DH and I were arguing about this whole messed up situation with him lying to me and deceiving me with regard to SD18.

Anyway, we had the circular (never ending and no resolution) discussion regarding why he not only accepts SD18's crap treatment of me but actually approves/endorses it by continuing to have a perfectly normal, no strings attached, no expectations relationship with her.

DH feels sorry for the brat! He says he CHOSE me (as his life partner) but had no choice in the person who was his child. So he takes the good (what little of it there is) and ignores the bad. It's his way of "dealing" with the situation.

I say that's crap. Anybody else been fed this line? And what did you think about it?

Comments

Dory's picture

I also say that's crap. I haven't been fed that line but now that my skids are aged 30 and 26, my DH deeply regrets his inactive parenting over the years - too late!!!
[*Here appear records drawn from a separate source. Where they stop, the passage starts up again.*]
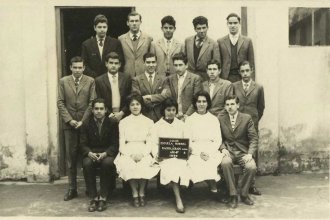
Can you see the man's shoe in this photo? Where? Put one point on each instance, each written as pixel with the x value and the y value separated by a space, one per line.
pixel 233 202
pixel 101 206
pixel 254 191
pixel 247 200
pixel 92 206
pixel 70 194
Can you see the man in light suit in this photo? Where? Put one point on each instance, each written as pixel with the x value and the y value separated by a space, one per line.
pixel 183 86
pixel 252 102
pixel 234 48
pixel 95 49
pixel 239 143
pixel 75 95
pixel 166 47
pixel 135 44
pixel 152 87
pixel 200 48
pixel 217 88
Really, none of us can have possibly chosen the people who are our children. DH and I have 3 bios together, our 12 year old is difficult (I think it's just his nature). But we OWE it to them (and to the society our kids inhabit) to carry out the duty and responisibility of parenting. If we don't do it no-one else will. My DH also stood by whilst skids were rude/disrespectful towards me, and yes, it was up to him to put a stop to it and he never did.
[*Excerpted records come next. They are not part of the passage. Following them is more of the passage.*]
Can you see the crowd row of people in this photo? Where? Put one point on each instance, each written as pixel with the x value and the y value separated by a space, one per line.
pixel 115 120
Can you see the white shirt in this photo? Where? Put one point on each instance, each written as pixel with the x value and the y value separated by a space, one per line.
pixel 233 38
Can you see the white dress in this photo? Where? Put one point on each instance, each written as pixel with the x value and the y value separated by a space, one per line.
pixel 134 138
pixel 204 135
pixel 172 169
I don't see how a "no-strings attached/no expectations" situation can ever work as a parent.

Elizabeth's picture

I agree. I can't pick my kids' personality, but I sure as hell can do my best to guide them to be decent, respectful people. And I can make them understand how disappointed I am if they choose to do differently. It's kind of like the parent of the mass murderer who sticks by their child's side no matter what and says, "Well if x hadn't done y, then my child wouldn't have killed him." Always someone else's problem and always everybody else's responsibility to make accommodations for SD18's dysfunctions.

Totalybogus's picture

Children are born innocent and are "raised" to be the people they become. What a cop out. If he didn't at least insist I be treated with respect, that would be a deal breaker for me because it's all a matter of respect for the person you "choose" to spend your life with

TweetyPie's picture

I feel for you. I'm in a similar position. My husabnd feels sorry for his kids too because their mother has passed on and they play that up to guilt him and get things out of him (and they are all over 18 and have been made aware of their manipulative tactics). It's so hard. I wish I could offer better advice, other than don't let anyone walk all over your or mistreat you. When you know you're coming from a good place in your heart, you can't go wrong and setting boundaries to preserve your sanity is essential. And making sure your husband and you have strategies for dealing with the challenges or are on the same page. I think that's the most challenging part . . . best of luck to you!!